People who suffer from the condition usually have a problem with dorsiflexion or bending their foot towards the shin bone. If such a movement causes pain, you are likely dealing with plantar fasciitis.
What plantar fasciitis is not
If the pain starts in the buttocks or in the knees and radiates down to the heel, the plantar fascia may not be responsible for it.
Similarly, if the pain is felt more as a tingling/burning discomfort than a sharp jolt-like stabbing sensation, it may not be linked to the plantar fascia.
Also, pain that is predominantly felt at night/through the night but resolves itself by morning only to return at the end of the day, is not attributed to this condition.
The Symptoms Of Plantar Fasciitis
- Initially, the pain may feel like you have a pebble stuck in your shoes or have a wound on your sole that you are stepping on.
- It is felt after a few hours of inactivity, as well as after strenuous activity that puts considerable pressure on the feet.
- So, you are likely to feel pain in the morning as soon as you try to take your first step out of bed. You will also feel the discomfort if you have spent an hour or more in one position, whether sitting or standing.
- After about 15-30 minutes of walking, there is a significant decrease in the intensity of the pain. In fact, the discomfort may disappear completely.
- But, it will usually make a comeback in the afternoon hours or towards the end of the day and will increase steadily in intensity till you retire for the night.
- You won’t feel any pain as you sleep.
- Plantar fasciitis seldom cause outward signs of inflammation but your sole may feel warm and tender. Also, pressing the heel gently with the thumbs will usually elicit pain.
Should You See A Doctor For Your Foot Pain?
Oh yes!
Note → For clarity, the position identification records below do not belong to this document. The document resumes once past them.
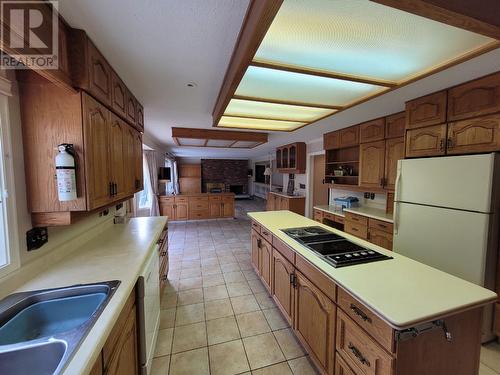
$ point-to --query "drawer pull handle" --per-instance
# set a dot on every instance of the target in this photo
(358, 355)
(356, 310)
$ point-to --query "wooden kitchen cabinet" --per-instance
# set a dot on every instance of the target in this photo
(480, 134)
(372, 164)
(428, 141)
(426, 110)
(282, 284)
(475, 98)
(394, 151)
(372, 131)
(314, 322)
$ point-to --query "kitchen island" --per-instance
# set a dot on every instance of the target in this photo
(395, 316)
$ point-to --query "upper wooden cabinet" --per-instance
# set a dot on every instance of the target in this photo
(372, 164)
(475, 98)
(108, 152)
(291, 158)
(428, 141)
(426, 110)
(481, 134)
(92, 73)
(372, 131)
(395, 125)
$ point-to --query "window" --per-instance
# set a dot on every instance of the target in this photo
(9, 254)
(145, 197)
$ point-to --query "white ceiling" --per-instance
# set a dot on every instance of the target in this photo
(158, 46)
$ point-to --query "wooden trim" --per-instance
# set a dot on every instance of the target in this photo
(322, 73)
(221, 135)
(287, 102)
(260, 14)
(459, 13)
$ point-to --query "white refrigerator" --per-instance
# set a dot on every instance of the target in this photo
(446, 216)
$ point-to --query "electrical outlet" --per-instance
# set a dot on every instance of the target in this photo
(36, 238)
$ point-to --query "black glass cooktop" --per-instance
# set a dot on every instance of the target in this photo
(334, 249)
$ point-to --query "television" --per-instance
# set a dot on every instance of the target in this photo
(259, 173)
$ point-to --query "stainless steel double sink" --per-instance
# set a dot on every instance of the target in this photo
(40, 330)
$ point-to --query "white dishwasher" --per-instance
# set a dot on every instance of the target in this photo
(149, 310)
You definitely should because the right diagnosis is crucial if you want to treat any health problem.
Plantar fasciitis may take months or even years to progress depending on the cause of the condition. However, as you get to the point of tissue necrosis or scar tissue buildup, the structural instability caused by the problem also begins to impact other skeletal components.
So, the pain will increase in terms of severity and coverage area as the condition deteriorates. Eventually, it will move beyond the feet and impact the ankles, the knees and even the hip joint. The muscles will also get involved, particularly the calf muscles and when all of that happens, you can’t expect the spine to be spared. Hence, the pain will, over time, radiate upwards to the lower back.
Unfortunately, once you go from chronic plantar fasciitis to plantar fasciosis, it can get nearly impossible to treat the condition without surgery. So, save yourself all that trouble and get your foot pain diagnosed instead of relying on pain meds.
How Is Plantar Fasciitis Treated?
These modalities are typically used as the first line of treatment and involve pain relief and the correction of structural instability. This is how things will be handled in the beginning:
- You will be prescribed painkillers, rarely anything stronger than OTC anti-inflammatory drugs like ibuprofen or ketoprofen.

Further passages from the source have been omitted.